The Indian Spy Who Fell for Tibet

Mar 20, 2016 · 12 comments
Sondra Purcell (Winslow AZ)
So many Victorian women travelled to Tibet, Alexandra David-Neel comes to mind. Isabella Bird, of course.
On Top Of The World by Luree Miller would be a start for research.
To have a Voyages Issues. Adventures for the Ages, and then don't find any adventures that women have had that are worthy of telling is LAZINESS.
I don't mean women just to Tibet, of course, we were and are everywhere!!

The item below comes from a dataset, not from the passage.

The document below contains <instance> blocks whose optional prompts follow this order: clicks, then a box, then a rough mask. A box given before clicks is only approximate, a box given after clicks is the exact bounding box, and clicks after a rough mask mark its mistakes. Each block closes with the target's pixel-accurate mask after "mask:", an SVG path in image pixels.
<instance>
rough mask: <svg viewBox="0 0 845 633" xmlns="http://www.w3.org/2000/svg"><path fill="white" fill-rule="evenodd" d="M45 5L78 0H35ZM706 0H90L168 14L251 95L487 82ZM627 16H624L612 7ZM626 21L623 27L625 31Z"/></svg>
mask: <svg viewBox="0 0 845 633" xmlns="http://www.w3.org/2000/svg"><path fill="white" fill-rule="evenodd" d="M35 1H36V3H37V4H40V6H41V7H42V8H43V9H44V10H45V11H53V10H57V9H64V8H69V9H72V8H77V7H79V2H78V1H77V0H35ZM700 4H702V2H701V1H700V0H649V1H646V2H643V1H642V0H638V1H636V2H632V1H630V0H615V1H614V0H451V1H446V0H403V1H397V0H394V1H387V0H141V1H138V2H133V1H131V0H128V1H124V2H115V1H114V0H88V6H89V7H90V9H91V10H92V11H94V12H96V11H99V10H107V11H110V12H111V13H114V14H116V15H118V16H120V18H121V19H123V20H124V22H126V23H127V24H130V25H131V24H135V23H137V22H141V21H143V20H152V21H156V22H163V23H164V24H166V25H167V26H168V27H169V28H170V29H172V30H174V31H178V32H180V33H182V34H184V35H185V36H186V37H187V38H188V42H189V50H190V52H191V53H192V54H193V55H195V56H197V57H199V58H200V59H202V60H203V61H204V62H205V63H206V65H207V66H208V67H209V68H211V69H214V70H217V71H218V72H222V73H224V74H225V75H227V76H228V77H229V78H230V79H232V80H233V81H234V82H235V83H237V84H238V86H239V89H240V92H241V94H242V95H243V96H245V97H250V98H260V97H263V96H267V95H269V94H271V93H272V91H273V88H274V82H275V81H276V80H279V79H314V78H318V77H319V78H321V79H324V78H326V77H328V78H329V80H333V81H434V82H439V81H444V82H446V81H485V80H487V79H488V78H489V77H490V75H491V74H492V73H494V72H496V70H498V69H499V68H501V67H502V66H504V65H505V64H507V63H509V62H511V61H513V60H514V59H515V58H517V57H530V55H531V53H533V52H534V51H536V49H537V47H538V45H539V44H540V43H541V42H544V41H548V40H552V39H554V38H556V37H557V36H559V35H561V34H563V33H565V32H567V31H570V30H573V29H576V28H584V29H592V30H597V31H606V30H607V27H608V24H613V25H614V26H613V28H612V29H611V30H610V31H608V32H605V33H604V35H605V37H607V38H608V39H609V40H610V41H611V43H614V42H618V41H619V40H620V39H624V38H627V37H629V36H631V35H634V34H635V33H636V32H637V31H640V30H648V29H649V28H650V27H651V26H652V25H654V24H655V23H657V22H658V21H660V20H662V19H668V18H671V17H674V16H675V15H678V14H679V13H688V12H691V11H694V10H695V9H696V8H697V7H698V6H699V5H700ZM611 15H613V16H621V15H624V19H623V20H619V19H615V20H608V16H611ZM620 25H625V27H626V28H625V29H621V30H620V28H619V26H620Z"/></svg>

Disappointing. Dissed again and continually. Shame on the Times for allowing such disparity. All adventurers are not, nor ever have been, men.
SKVAM (Maryland)
The Chinese "snatched" back Tibet which was not theirs to "snatch." They have committed genocide in Tibet, with monk after monk, nun after nun, and Tibetan after Tibetan beaten, imprisoned, tortured, raped, and murdered, and the desperation so great that a number have set themselves on fire as protest. China is now a genocidal state, as recognized by the United Nations. This fascist nation now commits genocide, but will one day be deprived of that ability when Tibet become free of the Chinese yoke.
usok (Houston)
I am surprised by this story and its significance or insignificance. Tibet was in the hands of China way back when the Tang Dynasty already controlled Tibet. There are many stories about it in the Chinese history to describe it. However, the Buddhism always plays a very important part in Tibet history.
rati mody (chicago)
My stepfather, a civil engineer in the Indian army went up into Tibet, as a spy, after the Chinese occupied it. He went on Yak back, disguised as a Buddhist monk, sat inside the walled city and counted Chinese soldiers, etc and did what civil engineers do to prepare for the unexpected.
He was a maverick who volunteered for such expeditions. Now I read of another brave man who served his country and loved doing so.
Sudheer M (United States)
Why would Britain, after successfully suppressing the first war of Indian independence in 1857, having subdued China in Boxer wars, had to send a spy surreptitiously to learn about Tibet? Why not just send a small military expedition. Tibet had no army to stop the expedition. I believe the British eventually did that in 1900s but why wait that long?
mhenriday (Stockholm)
Ah yes, what a paradise Tibet would be today, if only the British, using spies like Mr Das and military men like Francis Edward Younghusband (whose expedition, no doubt was, as portrayed here, an example of R2P before the phrase was invented, rather than yet another imperialist attack on an Asian country) had managed to wrest the region from those dastardly Chinese ! The evidence is all around us, in the state of the indigenous people's in India's northeastern provinces....

Henri
bsugavanam (Austria)
Thanks to the author to bring out this great but unknown spy sent by the British Empire . it is strange that the British who boasted the heroic works of many of their spies through novels, history and James Bond Films never cared to bring out the name Mr. Das as one of the greatest spies who worked for them at the highest level literally and metaphorically speaking.
BIS CHEEMA (Chandigarh India)
Tibet fell into Chinese lap due to short sighted policies of politicians of Indian sub continent. Partition of India could well have been avoided. There was no one Abrahim Lincoln who fought a four year long war and endured emergnance of a united and a powerful nation. The leaders of newly independent Induan sub continent failed to do so , Chinese could never have succeeded in their walk into Tibet in face of a United India. Nehru the tall leader of India, failed to see through the Chimese designs, in his blinkered vision of real politics. Chou en Li, the Chinese PM took for a ride, promising oral brotherhood, in exchange handing over Tibet to Chinese. Indian Armed Forcers, that were the third most powerful , after the USA and Russian Armed Forces, at the end WW2, were neglected by new leaders of India, brought up non violence doctrines. Rest is history.
BIS CHEEMA
TC (Manila)
Some say he was one source of inspiration for Kipling, in creating the character of Kimball O'Hara, player of the Great Game.
R (Neth.Antilles)
Kipling probably modeled his character Huree Babu in his novel KIM
roberrt (Honolulu)
I certainly would have liked a longer article ,so evocative but too short.
Lauri (Massachusetts)
Very interesting to read a little about the life of the man who created the first major Tibetan-Engliish dictionary which so many students and scholars have used over the years. Thank you for this article- really wonderful.